Attend the Women in ML Symposium on December 7 Register now

text.ByteSplitter

Stay organized with collections Save and categorize content based on your preferences.

Splits a string tensor into bytes.

Inherits From: SplitterWithOffsets, Splitter

Methods

split

View source

Splits a string tensor into bytes.

The strings are split bytes.

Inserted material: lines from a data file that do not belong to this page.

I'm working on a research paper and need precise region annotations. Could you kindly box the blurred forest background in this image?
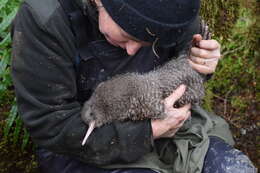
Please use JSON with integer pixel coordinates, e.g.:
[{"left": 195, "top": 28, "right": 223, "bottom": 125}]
[{"left": 0, "top": 0, "right": 260, "bottom": 173}]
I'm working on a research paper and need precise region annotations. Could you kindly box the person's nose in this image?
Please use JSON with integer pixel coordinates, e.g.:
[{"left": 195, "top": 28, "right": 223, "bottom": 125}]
[{"left": 125, "top": 40, "right": 142, "bottom": 55}]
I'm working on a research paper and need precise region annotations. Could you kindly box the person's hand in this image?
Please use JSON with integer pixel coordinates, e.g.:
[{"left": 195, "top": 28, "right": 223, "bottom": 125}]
[
  {"left": 189, "top": 34, "right": 221, "bottom": 74},
  {"left": 152, "top": 85, "right": 191, "bottom": 139}
]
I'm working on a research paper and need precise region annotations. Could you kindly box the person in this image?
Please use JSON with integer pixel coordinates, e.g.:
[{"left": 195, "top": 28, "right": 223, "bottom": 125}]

Thus, some unicode characters may be split into multiple bytes.

Example:

ByteSplitter().split("hello")
<tf.Tensor: shape=(5,), dtype=uint8, numpy=array([104, 101, 108, 108, 111],
dtype=uint8)>

Args
input A RaggedTensor or Tensor of strings with any shape.

Returns
A RaggedTensor of bytes. The returned shape is the shape of the input tensor with an added ragged dimension for the bytes that make up each string.

split_with_offsets

View source

Splits a string tensor into bytes.

The strings are split bytes. Thus, some unicode characters may be split into multiple bytes.

Example:

splitter = ByteSplitter()
bytes, starts, ends = splitter.split_with_offsets("hello")
print(bytes.numpy(), starts.numpy(), ends.numpy())
[104 101 108 108 111] [0 1 2 3 4] [1 2 3 4 5]

Args
input A RaggedTensor or Tensor of strings with any shape.

Returns
A RaggedTensor of bytest. The returned shape is the shape of the input tensor with an added ragged dimension for the bytes that make up each string.

Returns
A tuple (bytes, offsets) where:

  • bytes: A RaggedTensor of bytes.
  • start_offsets: A RaggedTensor of the bytes' starting byte offset.
  • end_offsets: A RaggedTensor of the bytes' ending byte offset.